Autoria: Eduardo Vignoto Fernandes (Org.); Yolanda Rufina Condorimay-Tacsi (Org.)

ISBN: 978-65-5337-273-3

DOI: 10.46898/rfb.mppidhiknb6g

Resumo

O livro "Violência e Maternagem no Trabalho em Saúde: Evidências da literatura sob a lente do PET-Saúde Equidade", organizado por Eduardo Vignoto Fernandes e Yolanda Rufina Condorimay-Tacsi, analisa as assimetrias e os desafios estruturais que impactam os profissionais do Sistema Único de Saúde (SUS), utilizando como eixos teóricos a interseccionalidade e a busca pela equidade. A obra é dividida em três capítulos complementares baseados em revisões de literatura e dados epidemiológicos. O Capítulo 1 foca nos desafios da maternagem e do aleitamento materno para trabalhadoras da saúde.

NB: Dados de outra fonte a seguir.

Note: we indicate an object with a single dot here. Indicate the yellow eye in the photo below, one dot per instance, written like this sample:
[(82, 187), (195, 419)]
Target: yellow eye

O estudo aponta um grave abismo entre os direitos garantidos por lei e a realidade institucional, evidenciando que plantões exaustivos, falta de flexibilidade da gestão e a ausência de salas de apoio adequadas para ordenha e armazenamento de leite funcionam como preditores diretos do desmame precoce e geram intenso sofrimento psíquico. O Capítulo 2 aborda a violência laboral no setor da saúde cruzando marcadores sociais de gênero, raça e classe. Os resultados demonstram que profissionais pertencentes a grupos historicamente marginalizados sofrem de forma desproporcional com assédio moral, discriminação e negligência institucional, gerando adoecimento mental e burnout, o que compromete a qualidade da assistência. O Capítulo 3 expande a análise para o cenário nacional através dos dados do Atlas da Violência 2024. Caracteriza a violência no Brasil como um fenômeno estrutural e multidimensional, destacando o forte recorte racial e etário na violência letal contra jovens negros, a continuidade da violência de gênero e a extrema vulnerabilização de populações indígenas, PCDs e da comunidade LGBTQIAPN+. Em suma, a obra evidencia que os impactos da violência e das desigualdades extrapolam o nível individual, comprometendo a saúde coletiva e o desenvolvimento social, e reforça a necessidade urgente de formulação de políticas públicas intersetoriais e orientadas pela equidade.

Palavras-chave: Interseccionalidade, Aleitamento Materno, Assédio Moral, Sofrimento Psíquico, Determinantes Sociais da Saúde.